We worked with local, trusted translators to create the initial versions of these guides, and then each guide was subject to further review by partners to ensure the quality of translation and cultural transferability of shared information. AAPIs are often newer immigrants, and many of the terms used to convey building organizing and neighborhood planning processes in local and national political systems may not have easy or readily available translations in their languages. We needed to ensure both the linguistic quality and cultural adaptability of materials to build the capacity of local organizers to do direct work with limited English proficiency (LEP) community members.
“[W]e wanted local organizers and community members to feel visually connected to the experiences named and guidance offered in the toolkit.”
Another component of the toolkit that has resonated with local organizations is the use of illustrations that are community-centered and culturally relatable. With limited capacity and deep intentionality, we created a set of five character profiles that were broadly inclusive of and relatable to the communities that our network serves.
Beyond the illustrations, we put a lot of thought into the overall interaction with the graphic components of the toolkit, including using colors and fonts that reminded us of grassroots organizing. We were mindful of small details — not using colors that felt too political for AAPI community members newly emigrated from war-ravaged countries; not creating storefronts in our neighborhood illustration that signified gentrification; depicting apartments that housed multigenerational families by placing toys and a cane at the door, etc. We were too familiar with materials that contain photos and illustrations that distance us from ourselves; we wanted local organizers and community members to feel visually connected to the experiences named and guidance offered in the toolkit.

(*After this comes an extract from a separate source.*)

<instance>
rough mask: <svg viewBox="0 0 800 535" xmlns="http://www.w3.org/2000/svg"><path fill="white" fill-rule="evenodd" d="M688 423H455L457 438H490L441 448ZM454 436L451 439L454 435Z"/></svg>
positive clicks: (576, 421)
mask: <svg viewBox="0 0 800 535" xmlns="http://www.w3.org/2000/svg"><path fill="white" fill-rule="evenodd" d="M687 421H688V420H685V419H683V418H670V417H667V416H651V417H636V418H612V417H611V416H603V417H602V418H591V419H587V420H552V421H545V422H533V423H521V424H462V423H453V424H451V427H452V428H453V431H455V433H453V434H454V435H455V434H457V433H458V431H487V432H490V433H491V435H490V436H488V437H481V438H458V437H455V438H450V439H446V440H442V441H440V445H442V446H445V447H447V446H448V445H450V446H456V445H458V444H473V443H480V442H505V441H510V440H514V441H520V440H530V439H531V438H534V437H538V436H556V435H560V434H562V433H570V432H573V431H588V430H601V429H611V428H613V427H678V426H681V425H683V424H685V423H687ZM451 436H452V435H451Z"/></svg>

Local organizers and national partners alike have already remarked on the usefulness of the toolkit, noting its simplicity and accessibility. One youth leader, a high school student, shared back with us that she had scrupulously referred to the toolkit while working on an anti-gentrification campaign with the Asian-American Student Advocacy Project in New York City.
Our hope is that the #OurNeighborhoods toolkit is just the beginning of long-term, sustainable engagement with community groups. Groups organizing in AAPI communities are pouring immeasurable (often unfunded) hours of labor into engaging with community members in a way that they can relate to and understand, that is sensitive to their fears and reservations, and that meets them where they are. National CAPACD is deeply invested in growing institutional support for their work to authentically and meaningfully organize AAPI communities against displacement, as well as the development of practical resources to support their work.
While we need to advocate for increased funding and capacity, our support of local AAPI organizing efforts can and must be deeper. Ultimately, by growing the capacity of local groups to organize AAPI communities in response to gentrification and displacement, we are not trying to silo this work. AAPIs must work with other communities of color in grassroots and national anti-displacement efforts. This work is ultimately about building racial equity into the development process and ensuring that the voices of immigrants, indigenous populations, and communities of color are included in envisioning the future of #OurNeighborhoods.